Herbology is a branch of the alternative health care movement that offers gentle treatment for an abundance of ailments. Valerian has a long history of medicinal use; however, make sure to discuss any herbal substance with a pediatrician before giving it to your infant. Many herbs are inappropriate for use in infancy, and others must be used in appropriate amounts in order to avoid adverse effects.
Valerian root has been used medicinally for thousands of years to encourage digestion, promote sleep and reduce anxiety. This medicinal herb is considered by herbalists and naturopathic physicians to be effective in treating hyperactivity, restlessness and symptoms of ADHD, notes "Rosemary Gladstar's Family Herbal: A Guide to Living Life with Energy, Health, and Vitality."
Herbalist Susan Weed feels that because of valerian's strength, it may be prudent to try more gentle calming herbs when treating infants. Chamomile has similar properties to valerian and may be effective in soothing a restless or colicky infant. Use the smallest effective dose and the gentlest preparation with any herbal treatment for infants.

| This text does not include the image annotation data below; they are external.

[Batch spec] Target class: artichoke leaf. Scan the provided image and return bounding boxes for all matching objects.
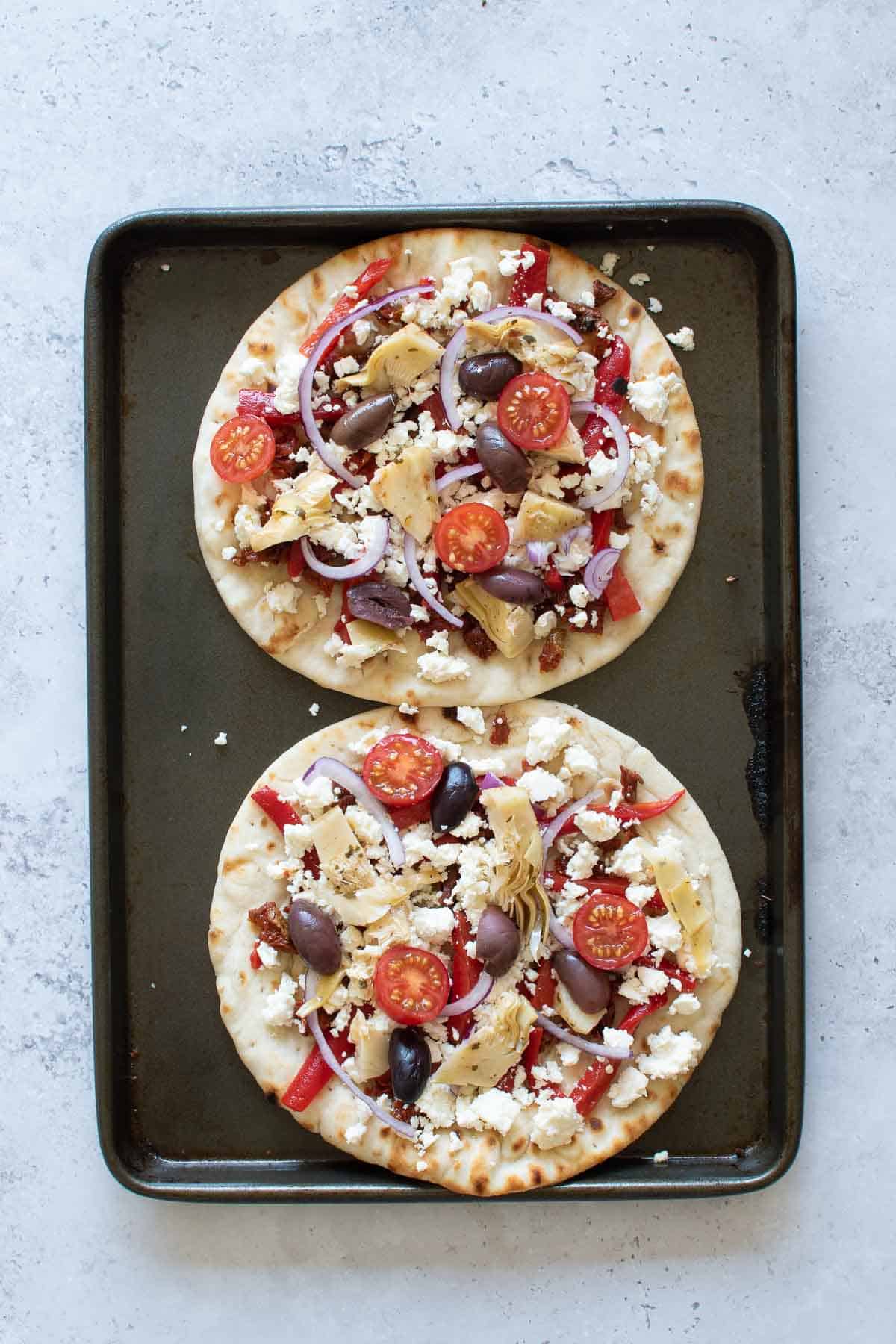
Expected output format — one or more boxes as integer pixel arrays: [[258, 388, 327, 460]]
[[371, 444, 439, 544], [432, 989, 536, 1089], [336, 323, 442, 393], [251, 467, 340, 551], [513, 491, 585, 541], [479, 785, 551, 954], [454, 579, 535, 659]]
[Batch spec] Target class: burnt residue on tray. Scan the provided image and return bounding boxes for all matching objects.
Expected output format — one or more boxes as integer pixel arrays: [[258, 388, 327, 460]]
[[736, 662, 771, 835]]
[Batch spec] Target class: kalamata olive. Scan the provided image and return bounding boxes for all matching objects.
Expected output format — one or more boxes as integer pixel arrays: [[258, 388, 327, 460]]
[[331, 393, 398, 452], [476, 420, 532, 494], [476, 564, 551, 606], [430, 761, 479, 835], [289, 900, 343, 976], [390, 1027, 432, 1106], [346, 582, 414, 630], [457, 353, 523, 402], [476, 906, 520, 976], [551, 949, 610, 1013]]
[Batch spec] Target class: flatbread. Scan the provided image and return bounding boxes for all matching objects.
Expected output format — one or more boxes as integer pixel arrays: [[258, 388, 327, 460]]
[[208, 700, 741, 1196], [193, 228, 703, 706]]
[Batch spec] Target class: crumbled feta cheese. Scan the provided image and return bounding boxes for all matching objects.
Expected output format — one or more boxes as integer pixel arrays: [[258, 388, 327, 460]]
[[457, 704, 485, 736], [544, 299, 575, 323], [607, 1065, 647, 1110], [627, 373, 681, 425], [577, 806, 622, 844], [567, 840, 600, 882], [666, 326, 693, 349], [411, 906, 454, 944], [638, 1027, 700, 1078], [517, 766, 570, 810], [255, 938, 279, 969], [525, 715, 572, 773], [417, 653, 470, 684], [647, 911, 681, 951], [262, 971, 298, 1027], [532, 1097, 585, 1149]]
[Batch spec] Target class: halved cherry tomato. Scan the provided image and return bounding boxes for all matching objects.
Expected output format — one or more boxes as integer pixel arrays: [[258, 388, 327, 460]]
[[498, 373, 570, 452], [208, 415, 277, 485], [432, 503, 511, 574], [361, 732, 445, 808], [373, 942, 451, 1027], [572, 892, 647, 971]]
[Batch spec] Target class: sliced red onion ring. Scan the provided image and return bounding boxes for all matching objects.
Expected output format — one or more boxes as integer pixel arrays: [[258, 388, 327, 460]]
[[441, 306, 582, 433], [558, 523, 591, 555], [548, 915, 576, 951], [298, 514, 388, 582], [305, 971, 417, 1141], [298, 285, 434, 489], [582, 546, 622, 597], [570, 402, 632, 508], [435, 462, 482, 494], [437, 971, 494, 1021], [405, 532, 464, 630], [537, 1012, 632, 1063], [525, 541, 553, 568], [302, 756, 405, 868], [541, 788, 606, 859]]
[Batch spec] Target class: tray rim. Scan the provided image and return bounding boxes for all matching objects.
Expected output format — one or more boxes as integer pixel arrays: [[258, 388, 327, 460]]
[[84, 199, 805, 1204]]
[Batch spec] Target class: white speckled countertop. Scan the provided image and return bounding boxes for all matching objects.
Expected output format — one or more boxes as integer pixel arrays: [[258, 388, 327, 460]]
[[0, 0, 896, 1344]]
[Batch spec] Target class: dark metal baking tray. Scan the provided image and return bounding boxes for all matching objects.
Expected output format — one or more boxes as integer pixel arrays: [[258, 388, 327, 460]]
[[86, 202, 803, 1200]]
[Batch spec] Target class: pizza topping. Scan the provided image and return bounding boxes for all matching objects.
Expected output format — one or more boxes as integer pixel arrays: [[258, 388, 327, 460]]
[[498, 373, 570, 452], [373, 944, 451, 1027], [430, 761, 479, 835], [208, 415, 277, 485], [331, 393, 398, 453]]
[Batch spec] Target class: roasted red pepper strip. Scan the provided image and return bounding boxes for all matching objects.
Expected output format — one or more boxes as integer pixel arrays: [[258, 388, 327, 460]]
[[603, 564, 641, 621], [591, 333, 632, 415], [508, 243, 551, 308], [449, 910, 482, 1040], [281, 1023, 355, 1110], [571, 992, 668, 1116], [298, 257, 392, 359], [252, 783, 302, 830]]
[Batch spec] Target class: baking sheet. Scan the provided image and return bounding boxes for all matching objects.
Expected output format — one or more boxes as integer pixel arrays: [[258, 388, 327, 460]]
[[86, 202, 803, 1200]]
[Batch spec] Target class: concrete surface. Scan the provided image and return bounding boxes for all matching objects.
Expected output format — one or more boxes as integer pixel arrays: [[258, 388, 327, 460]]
[[0, 0, 896, 1344]]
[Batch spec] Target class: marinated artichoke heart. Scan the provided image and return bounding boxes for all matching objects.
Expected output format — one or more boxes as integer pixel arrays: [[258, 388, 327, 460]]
[[650, 852, 712, 976], [371, 444, 439, 544], [348, 1012, 395, 1082], [513, 491, 585, 541], [336, 323, 442, 393], [479, 785, 551, 956], [251, 467, 341, 551], [553, 980, 607, 1036], [298, 966, 345, 1018], [345, 621, 405, 659], [454, 579, 535, 659], [432, 989, 536, 1089], [535, 420, 585, 467]]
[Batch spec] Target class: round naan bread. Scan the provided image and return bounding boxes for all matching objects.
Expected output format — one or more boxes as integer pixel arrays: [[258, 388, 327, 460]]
[[193, 228, 703, 706], [208, 700, 741, 1195]]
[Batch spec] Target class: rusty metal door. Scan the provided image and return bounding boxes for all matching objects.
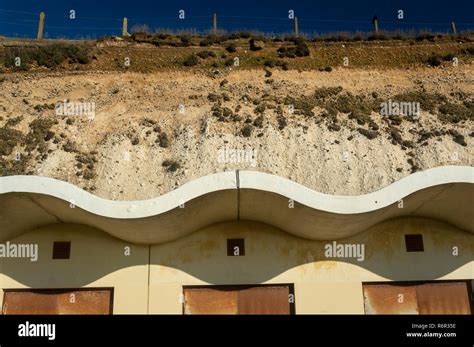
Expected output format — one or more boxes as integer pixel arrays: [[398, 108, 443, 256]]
[[238, 286, 290, 314], [184, 287, 237, 314], [2, 290, 58, 314], [363, 284, 418, 314], [2, 289, 112, 314], [416, 282, 471, 314], [183, 285, 291, 314]]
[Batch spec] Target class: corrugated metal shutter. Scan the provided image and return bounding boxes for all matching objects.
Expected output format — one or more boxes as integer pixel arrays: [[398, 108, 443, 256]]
[[184, 287, 237, 314], [238, 286, 290, 314], [364, 284, 418, 314], [2, 289, 112, 314], [416, 282, 471, 314]]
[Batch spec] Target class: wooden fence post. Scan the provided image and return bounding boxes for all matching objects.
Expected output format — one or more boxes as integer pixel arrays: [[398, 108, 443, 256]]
[[214, 13, 217, 35], [372, 16, 379, 34], [451, 22, 457, 35], [122, 17, 130, 36], [38, 12, 44, 41]]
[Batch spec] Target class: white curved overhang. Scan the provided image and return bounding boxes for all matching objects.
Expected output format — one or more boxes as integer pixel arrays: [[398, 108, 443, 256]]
[[0, 166, 474, 243]]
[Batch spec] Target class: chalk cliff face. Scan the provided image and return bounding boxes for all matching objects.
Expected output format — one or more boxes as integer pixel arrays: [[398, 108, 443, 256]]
[[0, 38, 474, 200]]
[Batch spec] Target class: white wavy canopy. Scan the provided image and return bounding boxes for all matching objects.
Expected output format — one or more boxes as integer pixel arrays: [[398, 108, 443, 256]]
[[0, 166, 474, 243]]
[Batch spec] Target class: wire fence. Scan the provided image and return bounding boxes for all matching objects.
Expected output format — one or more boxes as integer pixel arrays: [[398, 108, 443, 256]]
[[0, 8, 474, 38]]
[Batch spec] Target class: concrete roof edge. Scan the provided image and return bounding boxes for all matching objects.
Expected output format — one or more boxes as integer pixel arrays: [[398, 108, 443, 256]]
[[0, 166, 474, 219]]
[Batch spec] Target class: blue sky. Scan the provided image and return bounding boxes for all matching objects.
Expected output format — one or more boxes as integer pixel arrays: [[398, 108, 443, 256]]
[[0, 0, 474, 38]]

Several herbal companies have developed herbal blends for children that contain the soothing properties of valerian root. These glycerites and tinctures contain extracts of the vital elements from the plant and are designed to be diluted according to your child's weight. Valerian root may be used for babies who struggle with overstimulation, colic, restlessness and irritability, notes "The book of herbal wisdom: using plants as medicine." Do not use valerian root to promote sleep in your infant without first consulting with your physician.

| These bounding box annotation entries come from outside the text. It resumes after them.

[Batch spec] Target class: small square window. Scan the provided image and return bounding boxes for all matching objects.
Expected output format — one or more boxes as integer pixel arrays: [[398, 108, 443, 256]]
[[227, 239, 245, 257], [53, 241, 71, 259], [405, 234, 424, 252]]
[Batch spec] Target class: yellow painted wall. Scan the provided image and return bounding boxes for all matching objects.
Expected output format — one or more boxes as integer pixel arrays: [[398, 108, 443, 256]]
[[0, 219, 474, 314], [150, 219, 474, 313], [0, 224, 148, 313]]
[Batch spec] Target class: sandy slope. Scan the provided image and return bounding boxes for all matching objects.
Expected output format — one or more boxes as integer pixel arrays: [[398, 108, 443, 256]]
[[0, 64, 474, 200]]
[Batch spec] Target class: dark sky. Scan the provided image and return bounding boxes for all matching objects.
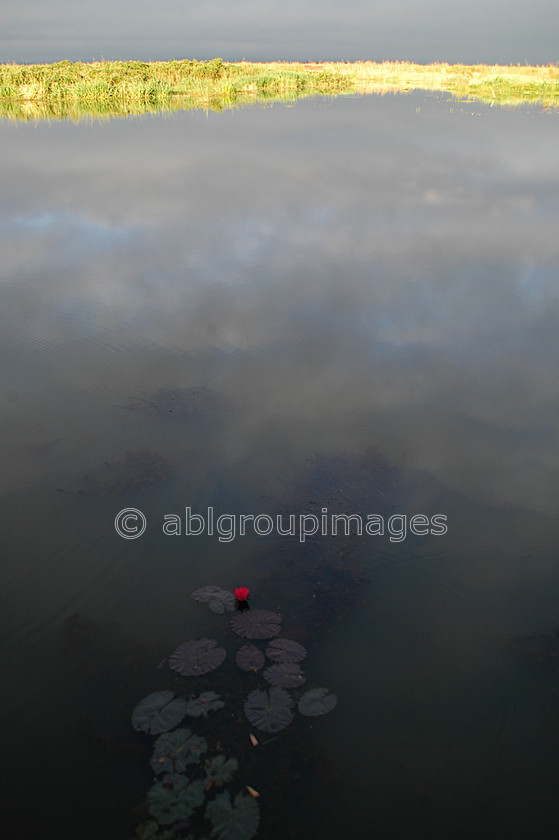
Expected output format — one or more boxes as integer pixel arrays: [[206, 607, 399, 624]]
[[0, 0, 559, 64]]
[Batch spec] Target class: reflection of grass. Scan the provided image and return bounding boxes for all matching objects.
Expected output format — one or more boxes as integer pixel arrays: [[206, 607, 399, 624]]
[[0, 58, 559, 119]]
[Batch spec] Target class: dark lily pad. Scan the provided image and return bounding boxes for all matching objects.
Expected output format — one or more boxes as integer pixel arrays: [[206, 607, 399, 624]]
[[298, 688, 338, 717], [168, 639, 225, 677], [266, 639, 307, 662], [264, 662, 307, 688], [186, 691, 225, 717], [206, 792, 260, 840], [235, 645, 265, 671], [245, 687, 294, 732], [231, 610, 281, 639], [132, 691, 186, 735], [206, 755, 239, 788], [147, 773, 204, 825], [150, 729, 208, 776], [192, 586, 235, 615]]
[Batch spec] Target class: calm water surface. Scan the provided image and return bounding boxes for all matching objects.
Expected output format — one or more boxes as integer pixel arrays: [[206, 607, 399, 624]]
[[0, 95, 559, 840]]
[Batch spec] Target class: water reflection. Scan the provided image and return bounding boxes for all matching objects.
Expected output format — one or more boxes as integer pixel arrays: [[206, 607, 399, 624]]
[[0, 96, 559, 837]]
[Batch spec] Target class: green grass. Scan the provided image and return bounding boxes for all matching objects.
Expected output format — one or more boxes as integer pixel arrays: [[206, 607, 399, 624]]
[[0, 58, 559, 119]]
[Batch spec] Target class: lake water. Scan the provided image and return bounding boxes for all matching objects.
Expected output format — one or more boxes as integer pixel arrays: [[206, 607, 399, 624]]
[[0, 94, 559, 840]]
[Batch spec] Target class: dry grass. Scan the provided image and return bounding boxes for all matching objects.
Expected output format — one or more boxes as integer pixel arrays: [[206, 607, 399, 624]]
[[0, 58, 559, 119]]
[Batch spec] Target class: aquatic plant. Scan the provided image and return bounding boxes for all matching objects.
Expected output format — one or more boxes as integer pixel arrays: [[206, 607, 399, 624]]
[[235, 645, 266, 672], [231, 610, 281, 639], [147, 773, 204, 825], [206, 755, 239, 790], [244, 687, 294, 732], [168, 639, 225, 677], [206, 791, 260, 840], [132, 691, 186, 735], [297, 688, 338, 717], [266, 639, 307, 662], [0, 58, 559, 119], [186, 691, 225, 717], [263, 662, 307, 688], [150, 729, 208, 776], [192, 586, 235, 615]]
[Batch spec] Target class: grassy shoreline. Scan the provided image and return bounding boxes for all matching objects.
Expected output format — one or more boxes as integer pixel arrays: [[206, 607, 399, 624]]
[[0, 58, 559, 119]]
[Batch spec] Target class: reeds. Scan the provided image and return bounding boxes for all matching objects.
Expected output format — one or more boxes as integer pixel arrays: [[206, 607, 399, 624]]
[[0, 58, 559, 119]]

According to midwife and author Anne Frye, mothers who opt to breastfeed can offer their baby valerian through their breast milk. Herbal preparations are passed into breast milk in baby-safe doses for very young infants. However, if you opt for this strategy, avoid co-sleeping with your infant due to the likelihood of experiencing deeper sleep than is indicated for safe co-sleeping. Valerian may cause an increase in activity in a small percentage of infants, warns Susan Weed.
The FDA has not approved valerian -- or any herb -- for use in infancy. For adequate information about herbs like valerian, contact a certified herbalist or a naturopathic doctor who understands herbology. When breastfeeding, never take an herb that is contraindicated for infants without the advice of your health care practitioner.